Cannot boot version 3.8 on HP pavilion 422

2005-11-10 Thread Lionel Vidal
I tried to boot the new 3.8 version on a (rather old) PC,
a HP pavilion 422.fr.  I tried both to boot from cdrom38.fs
and floppy38.fs and the result is the same :

OpenBSD i386 BOOT 2.10
boot
booting fd0a:/bsd: 3263620
Entry point at 0x100120

 Lots of blue-background infos 
 CD-Rom, DVD-Rom, nvidia cards OK ...
 Keyboard OK (a logitech wireless) after a while ...

fdc0 at ISA port 0x3f0/6 Irq 6 drq 2
fd0 at fdc0 drive 0: 1.44MB 80 cyl, 2 head, 18 sec


... And then nothing... I waited for some time but the PC is frozen,
and the only thing to do is to unplug it.
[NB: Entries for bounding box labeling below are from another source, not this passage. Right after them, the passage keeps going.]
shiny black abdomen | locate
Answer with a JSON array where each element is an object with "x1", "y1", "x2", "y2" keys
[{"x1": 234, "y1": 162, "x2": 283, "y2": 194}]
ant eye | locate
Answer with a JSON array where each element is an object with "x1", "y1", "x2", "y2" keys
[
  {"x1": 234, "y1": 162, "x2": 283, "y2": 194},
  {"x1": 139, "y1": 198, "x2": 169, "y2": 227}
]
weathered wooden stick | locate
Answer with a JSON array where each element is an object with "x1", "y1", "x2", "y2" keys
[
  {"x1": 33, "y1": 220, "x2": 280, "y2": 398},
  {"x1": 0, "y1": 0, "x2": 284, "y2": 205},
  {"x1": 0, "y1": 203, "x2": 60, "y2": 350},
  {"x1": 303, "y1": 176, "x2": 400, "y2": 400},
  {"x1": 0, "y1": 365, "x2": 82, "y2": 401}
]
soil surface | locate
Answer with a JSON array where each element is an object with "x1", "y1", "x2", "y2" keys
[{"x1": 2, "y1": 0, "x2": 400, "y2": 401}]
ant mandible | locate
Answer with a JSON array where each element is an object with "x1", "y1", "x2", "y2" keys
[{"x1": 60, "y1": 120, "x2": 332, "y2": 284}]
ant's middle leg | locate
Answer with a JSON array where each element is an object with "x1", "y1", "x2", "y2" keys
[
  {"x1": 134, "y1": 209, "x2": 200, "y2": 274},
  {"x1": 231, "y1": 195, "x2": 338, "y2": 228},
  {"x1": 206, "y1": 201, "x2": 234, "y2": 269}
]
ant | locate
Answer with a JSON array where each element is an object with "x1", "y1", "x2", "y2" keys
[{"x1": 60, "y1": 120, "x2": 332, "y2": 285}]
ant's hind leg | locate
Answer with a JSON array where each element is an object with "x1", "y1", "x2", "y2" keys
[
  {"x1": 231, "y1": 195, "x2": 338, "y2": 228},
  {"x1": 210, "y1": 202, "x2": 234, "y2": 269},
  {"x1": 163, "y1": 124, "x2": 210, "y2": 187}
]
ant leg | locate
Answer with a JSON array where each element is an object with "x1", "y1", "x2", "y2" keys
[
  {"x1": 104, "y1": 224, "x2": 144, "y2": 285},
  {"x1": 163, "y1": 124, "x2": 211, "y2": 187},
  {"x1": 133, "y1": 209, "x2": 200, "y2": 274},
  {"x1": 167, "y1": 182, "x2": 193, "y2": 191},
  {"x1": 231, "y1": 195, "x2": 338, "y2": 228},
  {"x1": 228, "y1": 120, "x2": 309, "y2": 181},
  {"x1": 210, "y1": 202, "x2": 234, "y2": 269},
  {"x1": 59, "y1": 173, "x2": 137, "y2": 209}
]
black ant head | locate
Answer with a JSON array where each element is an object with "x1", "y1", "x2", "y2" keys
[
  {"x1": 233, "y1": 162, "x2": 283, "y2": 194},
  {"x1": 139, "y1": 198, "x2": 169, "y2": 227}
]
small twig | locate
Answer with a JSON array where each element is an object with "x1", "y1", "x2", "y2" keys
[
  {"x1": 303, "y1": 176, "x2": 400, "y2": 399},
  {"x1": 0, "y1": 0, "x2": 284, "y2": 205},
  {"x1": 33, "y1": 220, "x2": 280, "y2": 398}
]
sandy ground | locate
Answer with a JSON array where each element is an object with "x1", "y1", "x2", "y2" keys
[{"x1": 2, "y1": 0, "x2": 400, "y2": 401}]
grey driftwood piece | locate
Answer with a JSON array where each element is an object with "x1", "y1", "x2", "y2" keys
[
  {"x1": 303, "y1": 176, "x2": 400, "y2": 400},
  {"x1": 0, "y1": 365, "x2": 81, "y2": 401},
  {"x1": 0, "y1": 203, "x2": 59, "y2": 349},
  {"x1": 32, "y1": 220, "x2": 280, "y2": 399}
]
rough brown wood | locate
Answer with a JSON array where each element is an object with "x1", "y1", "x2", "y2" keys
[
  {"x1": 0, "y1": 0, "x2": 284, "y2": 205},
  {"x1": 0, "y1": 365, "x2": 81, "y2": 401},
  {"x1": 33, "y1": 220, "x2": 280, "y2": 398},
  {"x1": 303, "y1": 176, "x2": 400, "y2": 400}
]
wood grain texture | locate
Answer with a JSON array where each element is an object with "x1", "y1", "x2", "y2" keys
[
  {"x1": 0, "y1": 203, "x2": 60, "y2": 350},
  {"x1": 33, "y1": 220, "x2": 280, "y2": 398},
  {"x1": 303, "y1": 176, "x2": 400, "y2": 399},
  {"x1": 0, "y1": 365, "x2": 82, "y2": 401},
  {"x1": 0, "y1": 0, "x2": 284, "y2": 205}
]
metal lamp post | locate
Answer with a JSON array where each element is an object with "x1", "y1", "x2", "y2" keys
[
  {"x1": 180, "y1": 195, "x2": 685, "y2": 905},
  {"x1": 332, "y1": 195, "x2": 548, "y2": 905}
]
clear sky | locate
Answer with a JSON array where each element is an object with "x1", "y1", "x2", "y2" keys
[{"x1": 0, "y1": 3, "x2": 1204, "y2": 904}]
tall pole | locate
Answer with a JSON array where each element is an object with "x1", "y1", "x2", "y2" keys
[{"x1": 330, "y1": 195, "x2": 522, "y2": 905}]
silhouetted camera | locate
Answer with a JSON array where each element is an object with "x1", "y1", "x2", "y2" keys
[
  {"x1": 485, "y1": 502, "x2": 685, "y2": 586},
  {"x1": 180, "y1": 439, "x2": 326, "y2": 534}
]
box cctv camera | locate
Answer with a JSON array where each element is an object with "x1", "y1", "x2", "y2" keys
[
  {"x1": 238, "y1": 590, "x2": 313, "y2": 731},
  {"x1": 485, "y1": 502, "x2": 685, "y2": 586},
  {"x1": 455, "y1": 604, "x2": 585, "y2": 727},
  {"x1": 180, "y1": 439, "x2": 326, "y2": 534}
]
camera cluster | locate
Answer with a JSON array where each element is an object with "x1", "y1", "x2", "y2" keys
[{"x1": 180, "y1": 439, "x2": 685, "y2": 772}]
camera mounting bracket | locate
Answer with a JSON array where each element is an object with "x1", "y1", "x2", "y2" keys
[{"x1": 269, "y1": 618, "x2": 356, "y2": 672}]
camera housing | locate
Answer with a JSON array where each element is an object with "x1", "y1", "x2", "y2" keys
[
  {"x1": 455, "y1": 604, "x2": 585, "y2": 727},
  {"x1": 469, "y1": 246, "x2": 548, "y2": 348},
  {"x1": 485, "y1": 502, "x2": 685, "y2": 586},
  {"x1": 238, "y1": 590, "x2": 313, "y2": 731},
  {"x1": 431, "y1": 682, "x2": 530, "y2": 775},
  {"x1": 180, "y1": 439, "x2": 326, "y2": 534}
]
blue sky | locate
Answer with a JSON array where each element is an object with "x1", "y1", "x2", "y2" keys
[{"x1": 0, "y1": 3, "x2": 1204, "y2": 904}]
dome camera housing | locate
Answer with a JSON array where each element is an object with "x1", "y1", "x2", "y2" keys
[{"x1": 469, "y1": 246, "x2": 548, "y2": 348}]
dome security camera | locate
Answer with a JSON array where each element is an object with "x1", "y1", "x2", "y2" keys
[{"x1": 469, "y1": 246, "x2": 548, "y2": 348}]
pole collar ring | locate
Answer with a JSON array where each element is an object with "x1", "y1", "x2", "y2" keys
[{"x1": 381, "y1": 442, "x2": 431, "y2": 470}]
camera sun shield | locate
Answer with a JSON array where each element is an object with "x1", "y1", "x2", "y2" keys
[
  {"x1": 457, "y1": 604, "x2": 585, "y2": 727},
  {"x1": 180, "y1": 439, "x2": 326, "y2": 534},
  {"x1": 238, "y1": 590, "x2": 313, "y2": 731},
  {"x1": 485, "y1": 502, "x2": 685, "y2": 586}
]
Note that the hardware works well : on the 80Go HD, I have an old Win89SE
(10Go) and FreeBSD 5.4 (10Go) and I can boot both (my intend was to
dedicate that PC to OpenBSD).

Sorry to not give the whole log of messages, but I cannot copy them
except by writing them fast on paper. I could get some specific part
if required though.

Any ideas? (Sorry if I did wrong something obvious :-)

-- 

Lionel Vidal



Re: Cannot boot version 3.8 on HP pavilion 422

2005-11-10 Thread Lionel Vidal
Rogier Krieger [EMAIL PROTECTED] writes:
 Try attaching a serial console. See the FAQ [1] for more details. You
 will want to add a dmesg output to your report; it will make it easier
 for others to help you.

Unfortunately, I have none. But I miss the keyboard feel of my old
Digital VT220... well that is another story and now an old one :-)

 Booting the kernel with verbose output to see which device (if any)
 gets in the way. You can then try disabling that particular device.
 I remember having similar symptoms, albeit on a different system than
 yours. Disabling ahc(4) did the trick for my particular case, although
 I don't know why it got in the way.

Thanks for the advice. I set the verbose option and found that indeed
also in my configuration, the probe on ahc make the PC freeze.
After disabling it, it works fine.
Now in the process of installing version 3.8!

Again, I thank you a lot!
Sorry for the trouble: I should have thought to try it.